Denis Walsh of BlackRock sums up his analytic and portfolio management approach to the energy industry in one word: interrelations. “We look at the various microinterrelations within this very broad sector,” says the six-time Best of the Buy Side winner. “We consider not only crude and natural gas but also coal from places like China.” He believes China’s coal-powered industrialization will continue to raise that fuel’s value, even as greater global energy demand drives other fossil fuel prices higher.

Walsh, 45, a graduate of the University of Massachusetts with an MA in finance from Boston College, joined State Street Research & Management Co. in 1999. BlackRock acquired the firm earlier this year, becoming a $428 billion-in-assets behemoth.

“When it comes to understanding the direction of the energy markets, Denis brings the skilled eye of a geopolitical expert,” says one sell-side analyst. Observes another, “Denis has a great working knowledge of the interplay of different fuels and, as a result, is generally ahead of the curve and the crowd.”

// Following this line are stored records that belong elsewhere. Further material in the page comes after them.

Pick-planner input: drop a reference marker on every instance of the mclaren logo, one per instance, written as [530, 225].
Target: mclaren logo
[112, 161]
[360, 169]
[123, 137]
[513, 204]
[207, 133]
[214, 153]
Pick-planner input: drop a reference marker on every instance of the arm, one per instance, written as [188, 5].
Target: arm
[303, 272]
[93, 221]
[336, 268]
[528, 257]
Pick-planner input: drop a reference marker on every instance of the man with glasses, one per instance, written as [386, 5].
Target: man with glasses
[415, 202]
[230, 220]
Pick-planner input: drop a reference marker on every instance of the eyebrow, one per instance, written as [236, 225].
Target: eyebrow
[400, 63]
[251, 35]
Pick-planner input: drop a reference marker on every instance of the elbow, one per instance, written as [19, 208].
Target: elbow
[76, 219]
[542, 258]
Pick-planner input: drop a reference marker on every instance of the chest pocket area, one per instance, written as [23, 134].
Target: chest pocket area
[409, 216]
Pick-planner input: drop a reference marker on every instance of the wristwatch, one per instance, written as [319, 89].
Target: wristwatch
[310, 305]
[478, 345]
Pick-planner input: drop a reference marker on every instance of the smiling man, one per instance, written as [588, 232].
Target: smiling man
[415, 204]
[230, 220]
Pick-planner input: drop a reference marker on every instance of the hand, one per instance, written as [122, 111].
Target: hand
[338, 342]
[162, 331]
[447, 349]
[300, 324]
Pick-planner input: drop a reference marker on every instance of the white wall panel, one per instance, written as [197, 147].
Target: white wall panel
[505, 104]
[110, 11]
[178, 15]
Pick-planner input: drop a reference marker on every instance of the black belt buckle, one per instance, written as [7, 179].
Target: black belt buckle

Walsh says one of his favorite stocks, because of its “product diversity and multiple lines for expansion,” is EOG Resources, a diversified independent oil and gas company whose shares gained 91.88 percent this year through mid-October.

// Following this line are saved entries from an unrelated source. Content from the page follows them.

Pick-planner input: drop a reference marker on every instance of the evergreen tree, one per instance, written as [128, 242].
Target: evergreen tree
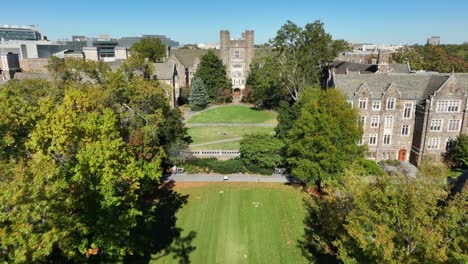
[322, 142]
[212, 72]
[198, 99]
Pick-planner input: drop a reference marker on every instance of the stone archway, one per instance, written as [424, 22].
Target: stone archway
[237, 92]
[402, 155]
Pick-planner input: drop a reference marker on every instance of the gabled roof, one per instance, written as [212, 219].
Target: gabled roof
[164, 71]
[342, 67]
[411, 86]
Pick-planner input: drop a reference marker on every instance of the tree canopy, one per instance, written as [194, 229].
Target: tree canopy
[151, 48]
[81, 169]
[261, 149]
[198, 99]
[212, 72]
[387, 219]
[322, 142]
[302, 53]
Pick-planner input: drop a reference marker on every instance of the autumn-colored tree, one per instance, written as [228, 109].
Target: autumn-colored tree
[387, 219]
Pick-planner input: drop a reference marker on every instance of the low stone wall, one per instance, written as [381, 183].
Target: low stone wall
[219, 154]
[34, 65]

Similarly, he has been a steady booster of Chesapeake Energy Corp. for both its reserves and its exploration efforts. Shares of Chesapeake, an independent oil and gas company, had risen from $16.41 at the start of the year to $33.18 as of mid-October -- a gain of 102.19 percent. Some of his other longtime energy favorites, including Arch Coal, Consol Energy and Peabody Energy, have continued to perform strongly, up 47.40 percent, 73.64 percent and 95.75 percent, respectively, this year through mid-October.


Morgan Stanley Investment Management

Financial Institutions

Steven Wharton, who is making his first Best of the Buy Side appearance, has a knack for numbers. “He does more thorough modeling than other buy-siders,” says one sell-side analyst, who recalls reviewing earnings models at Citigroup with Wharton recently and having the Morgan Stanley Investment Management analyst “point out areas where I made mistakes.”

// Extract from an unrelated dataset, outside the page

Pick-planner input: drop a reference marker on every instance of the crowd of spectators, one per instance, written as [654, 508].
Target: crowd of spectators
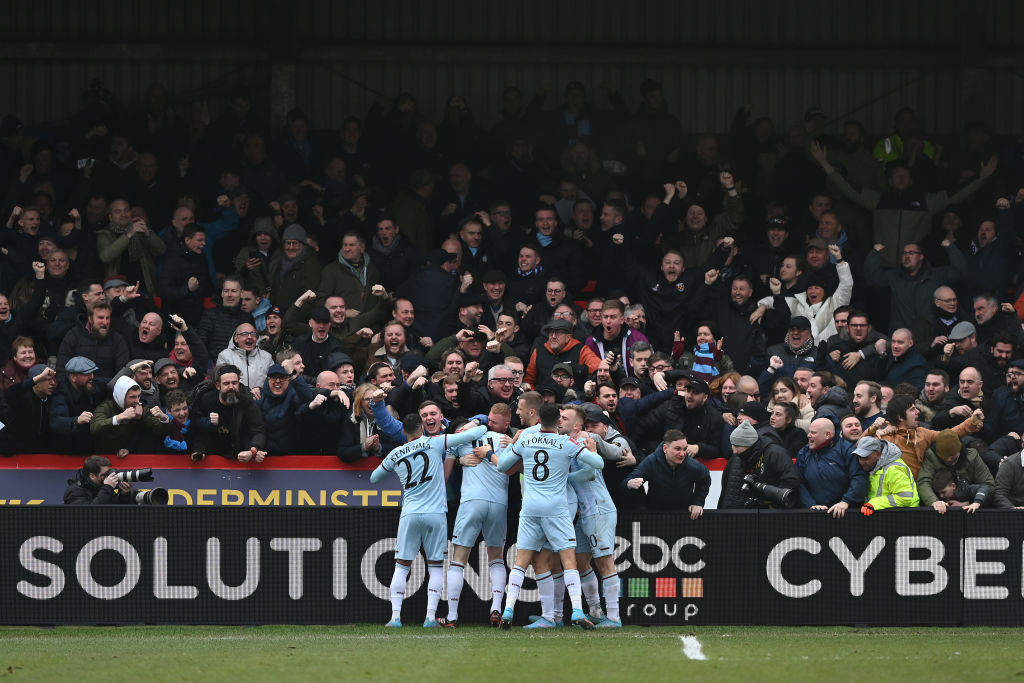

Wharton has an extra incentive to get things right: He’s also a portfolio manager. From May 2004, when he came over from Loomis Sayles & Co., through mid-October 2005, his $220 million Morgan Stanley Financial Services Trust returned 11.02 percent, and the firm’s $800 million Morgan Stanley Global Advantage Fund -- Wharton manages its $200 million financial sector portion -- was up 16.62 percent, in contrast to the S&P 500’s 8.16 percent gain for the period. Managing portfolios has helped him become a more effective analyst, Wharton says, because now he “thinks like an owner.”

Wharton follows 24 financial companies, including credit card companies, securities processors, brokerages and superregional U.S. banks. In his 18 months at Morgan Stanley, which has $424 billion in assets under management, he has underweighted real estate investment trusts and banks -- especially regionals -- while overweighting brokerages. He particularly likes Goldman Sachs Group, which he sees profiting from upturns in M&A and equity issuance and from its stake in Japan’s Sumitomo-Mitsui Banking Corp. Wharton also favors Merrill Lynch & Co., whose big private client business is riding a positive demographic trend and which could benefit from a share-buyback program. From mid-May 2004 through mid-October of this year, Goldman shares had risen 27.86 percent and Merrill’s, 13.70 percent.

Wharton, 35, grew up in Columbus, Ohio, majored in economics at the University of Ohio and earned an MBA from Miami University of Ohio. He interned in college at Congress’s Joint Economic Committee and in graduate school at the Luxembourg Stock Exchange. Upon graduation, he worked for two years at the Ohio Public Employees Retirement System. Investing, says Wharton, “is a constant learning process.”